Rentabilité quasi nulle

Les agriculteurs réclament un juste prix pour leurs produits souvent vendus moins chers que les coûts de production. Pour un kilo d'orange par exemple, un agriculteur espagnol paye en moyenne de sa poche entre 20 et 22 centimes d'euros pour un revenu égal voir inférieur, selon les données des associations du secteur.

Dans ce contexte, beaucoup d'agriculteurs pourraient à l'avenir quitter la campagne. D'autant que les négociations sur le futur de la politique agricole commune n'augurent, selon eux, rien de bon.

Exode rural

La diminution des subventions et la concurrence accrue de pays à bas coût de main-d’œuvre pourraient peser davantage encore sur leurs revenus, s'inquiète Juan Salvador Torres, secrétaire général de l'AVASAJ, l'association des agriculteurs de Valence :

"Nous dépendons du marché.

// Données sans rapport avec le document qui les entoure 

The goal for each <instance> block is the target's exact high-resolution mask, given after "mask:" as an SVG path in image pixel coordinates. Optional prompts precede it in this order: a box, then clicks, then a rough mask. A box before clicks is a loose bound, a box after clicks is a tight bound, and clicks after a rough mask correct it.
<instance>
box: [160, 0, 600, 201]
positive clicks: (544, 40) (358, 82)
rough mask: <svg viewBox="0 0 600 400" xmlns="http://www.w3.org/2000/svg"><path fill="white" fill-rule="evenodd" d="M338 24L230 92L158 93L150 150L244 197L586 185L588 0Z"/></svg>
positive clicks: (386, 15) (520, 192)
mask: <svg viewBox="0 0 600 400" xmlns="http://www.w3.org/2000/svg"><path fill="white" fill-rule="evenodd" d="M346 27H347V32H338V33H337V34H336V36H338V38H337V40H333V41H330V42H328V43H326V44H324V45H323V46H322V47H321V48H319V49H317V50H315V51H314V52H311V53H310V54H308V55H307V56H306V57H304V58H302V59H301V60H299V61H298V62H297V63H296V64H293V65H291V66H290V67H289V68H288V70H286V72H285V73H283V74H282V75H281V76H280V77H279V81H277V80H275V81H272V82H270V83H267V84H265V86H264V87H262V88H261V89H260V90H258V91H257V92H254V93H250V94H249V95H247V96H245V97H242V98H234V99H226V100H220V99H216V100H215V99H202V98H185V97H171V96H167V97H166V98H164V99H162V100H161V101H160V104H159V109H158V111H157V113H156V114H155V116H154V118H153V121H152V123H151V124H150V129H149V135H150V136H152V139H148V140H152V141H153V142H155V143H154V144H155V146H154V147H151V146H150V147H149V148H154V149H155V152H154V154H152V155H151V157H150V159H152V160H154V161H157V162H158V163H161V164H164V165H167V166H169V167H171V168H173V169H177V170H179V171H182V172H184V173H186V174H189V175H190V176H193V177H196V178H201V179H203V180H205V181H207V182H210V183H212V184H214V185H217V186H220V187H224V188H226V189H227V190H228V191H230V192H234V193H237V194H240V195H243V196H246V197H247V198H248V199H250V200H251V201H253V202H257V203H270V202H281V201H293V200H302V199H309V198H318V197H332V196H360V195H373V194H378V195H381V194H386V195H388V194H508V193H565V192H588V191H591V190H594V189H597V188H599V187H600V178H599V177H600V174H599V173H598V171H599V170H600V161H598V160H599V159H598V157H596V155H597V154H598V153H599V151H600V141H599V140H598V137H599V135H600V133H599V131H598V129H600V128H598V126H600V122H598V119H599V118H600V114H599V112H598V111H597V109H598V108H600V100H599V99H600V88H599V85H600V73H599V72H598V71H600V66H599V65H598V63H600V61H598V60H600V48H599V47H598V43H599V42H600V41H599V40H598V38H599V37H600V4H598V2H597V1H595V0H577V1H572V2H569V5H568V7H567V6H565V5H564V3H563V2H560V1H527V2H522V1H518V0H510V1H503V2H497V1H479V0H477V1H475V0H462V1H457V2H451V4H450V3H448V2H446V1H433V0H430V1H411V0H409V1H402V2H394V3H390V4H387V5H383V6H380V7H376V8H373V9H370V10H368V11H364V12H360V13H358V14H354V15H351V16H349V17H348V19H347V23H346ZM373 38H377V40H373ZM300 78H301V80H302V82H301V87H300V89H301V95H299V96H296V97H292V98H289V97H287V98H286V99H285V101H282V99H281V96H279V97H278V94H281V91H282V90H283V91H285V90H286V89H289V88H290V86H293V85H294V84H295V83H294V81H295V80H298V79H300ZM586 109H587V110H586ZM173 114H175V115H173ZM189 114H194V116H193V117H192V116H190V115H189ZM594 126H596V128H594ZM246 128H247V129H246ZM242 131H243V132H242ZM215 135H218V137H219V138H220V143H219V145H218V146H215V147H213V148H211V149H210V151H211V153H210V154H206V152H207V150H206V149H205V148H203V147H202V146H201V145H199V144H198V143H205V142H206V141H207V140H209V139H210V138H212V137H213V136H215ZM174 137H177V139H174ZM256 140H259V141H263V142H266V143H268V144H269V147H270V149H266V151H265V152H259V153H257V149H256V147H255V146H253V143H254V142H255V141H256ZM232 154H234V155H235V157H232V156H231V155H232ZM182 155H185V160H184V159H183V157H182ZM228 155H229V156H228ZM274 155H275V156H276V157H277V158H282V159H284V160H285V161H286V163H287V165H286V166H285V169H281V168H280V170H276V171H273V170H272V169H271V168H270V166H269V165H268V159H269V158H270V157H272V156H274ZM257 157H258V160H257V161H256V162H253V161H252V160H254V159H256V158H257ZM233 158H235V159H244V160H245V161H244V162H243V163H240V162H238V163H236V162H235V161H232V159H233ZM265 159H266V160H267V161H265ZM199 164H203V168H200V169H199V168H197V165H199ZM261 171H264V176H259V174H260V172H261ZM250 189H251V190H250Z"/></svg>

Or le marché ne peut pas être chaotique et nous obliger à subir une concurrence d'autres pays qui n'ont pas les mêmes conditions de production que les nôtres. Il ne peut pas y avoir de marché commun, dans lequel on exige beaucoup plus de vos agriculteurs et beaucoup moins des autres. Ce n'est pas juste, ce n'est pas de la réciprocité, ce ne sont pas des conditions égalitaires pour un marché unique."

Depuis 1985, l'agriculture en Espagne a vu disparaître plus de 700 000 emplois, entraînant un exode vers les villes, aggravant ainsi la crise démographique des territoires ruraux.